Benchmarking optimizer timing while training DNNs

I have a custom Pytorch optimizer for which I would like to compare the average execution time (with SGD/Adam) during each call to optimizer.step() and also for a specific operation (say matrix-matrix multiplication) within my custom optimizer.

What is the best and correct way to do this without the impact of other background processes?
I want to do this while the network trains to see scalability performance of optimizers, where number of trainable network weights (among all initialized weights) increases over epochs.
This needs be done both for CPU and GPU training.

Any suggestions to do a fair comparison would help.

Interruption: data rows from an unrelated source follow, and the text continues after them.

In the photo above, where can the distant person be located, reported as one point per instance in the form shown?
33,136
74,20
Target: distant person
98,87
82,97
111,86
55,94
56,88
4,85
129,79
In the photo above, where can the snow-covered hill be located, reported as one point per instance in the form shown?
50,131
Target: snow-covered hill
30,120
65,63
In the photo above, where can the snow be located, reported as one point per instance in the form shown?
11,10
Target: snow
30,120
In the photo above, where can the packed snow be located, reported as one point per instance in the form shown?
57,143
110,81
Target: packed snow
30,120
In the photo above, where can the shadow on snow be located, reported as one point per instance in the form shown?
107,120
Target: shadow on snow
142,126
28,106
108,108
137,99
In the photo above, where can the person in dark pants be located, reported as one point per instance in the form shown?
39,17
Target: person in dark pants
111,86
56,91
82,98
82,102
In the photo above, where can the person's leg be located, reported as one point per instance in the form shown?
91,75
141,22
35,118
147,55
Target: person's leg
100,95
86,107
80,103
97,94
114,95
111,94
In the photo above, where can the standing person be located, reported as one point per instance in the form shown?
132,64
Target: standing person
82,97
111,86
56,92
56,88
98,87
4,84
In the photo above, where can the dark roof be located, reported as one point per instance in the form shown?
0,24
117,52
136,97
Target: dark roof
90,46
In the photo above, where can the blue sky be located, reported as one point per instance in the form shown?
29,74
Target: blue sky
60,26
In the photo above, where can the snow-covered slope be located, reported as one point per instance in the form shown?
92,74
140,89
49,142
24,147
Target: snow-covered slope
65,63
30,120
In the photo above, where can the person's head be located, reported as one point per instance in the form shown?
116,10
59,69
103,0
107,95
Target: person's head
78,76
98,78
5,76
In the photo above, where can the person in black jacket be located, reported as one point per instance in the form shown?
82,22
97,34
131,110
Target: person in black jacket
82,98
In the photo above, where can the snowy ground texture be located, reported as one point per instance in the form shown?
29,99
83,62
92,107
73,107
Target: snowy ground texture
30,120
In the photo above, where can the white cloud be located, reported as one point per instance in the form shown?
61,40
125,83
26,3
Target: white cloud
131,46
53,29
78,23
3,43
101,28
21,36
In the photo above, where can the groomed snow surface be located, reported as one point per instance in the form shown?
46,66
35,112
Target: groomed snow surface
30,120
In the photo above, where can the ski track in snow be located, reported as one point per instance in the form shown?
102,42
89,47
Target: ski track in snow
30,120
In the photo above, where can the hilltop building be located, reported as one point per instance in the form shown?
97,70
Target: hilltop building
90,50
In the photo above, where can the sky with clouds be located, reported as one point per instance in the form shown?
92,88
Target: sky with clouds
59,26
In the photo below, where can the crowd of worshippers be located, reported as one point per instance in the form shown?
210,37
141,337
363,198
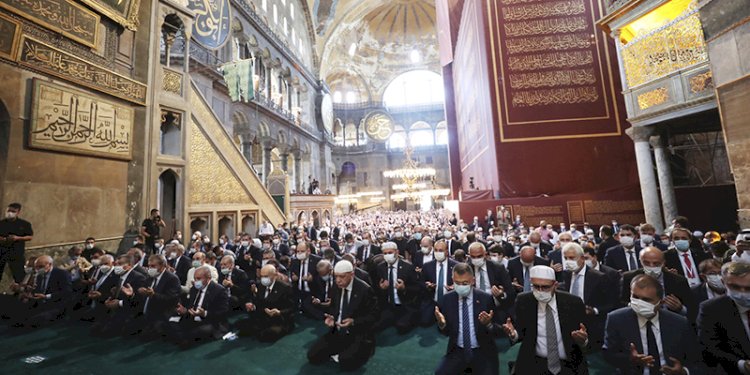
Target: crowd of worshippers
672,303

Thanks

I think the benchmarking module could be useful for this.

@eqy Can you be more specific on how to use it.? I think every call to benchmark.Timer( optimizer.step() ) will do say multiple runs over optimizer.step() for each batch and I don’t want this behaviour because I am training the network too.

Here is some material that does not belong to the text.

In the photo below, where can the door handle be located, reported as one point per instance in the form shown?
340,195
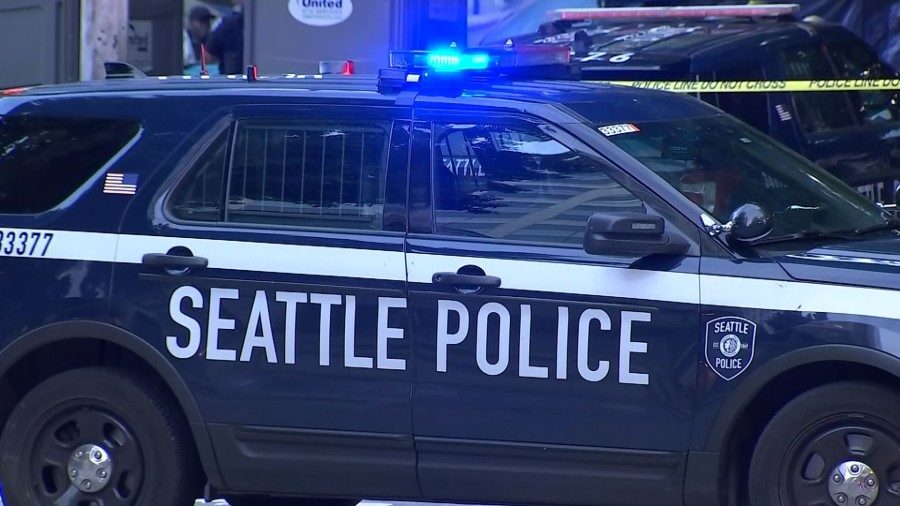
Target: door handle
456,279
167,261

Yes, typical benchmarking would use multiple runs to avoid measuring any startup costs. If you need to run this live, I would see if simply instrumenting your training loop with timing measurements (e.g, even just a crude t1 = time.time() ... t2 = time.tim2() and appropriate torch.cuda.synchronize calls provides enough precision.

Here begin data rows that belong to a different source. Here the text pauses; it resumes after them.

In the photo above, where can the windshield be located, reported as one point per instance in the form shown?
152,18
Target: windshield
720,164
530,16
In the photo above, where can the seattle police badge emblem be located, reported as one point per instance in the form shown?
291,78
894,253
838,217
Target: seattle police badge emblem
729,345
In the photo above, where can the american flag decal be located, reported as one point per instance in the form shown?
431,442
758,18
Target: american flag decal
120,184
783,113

Thanks for the pointers. Where should I use torch.cuda.synchronize ? Onetime at top while importing packages or within training loop for each batch or epoch?

It might extra overhead end to end, but the goal is to avoid leaving GPU operations in flight when timing. For example, you might synchronize to ensure that all GPU operations before your operations of interest have finished, and again to ensure that your timing finishes after all GPU operations of interest have completed.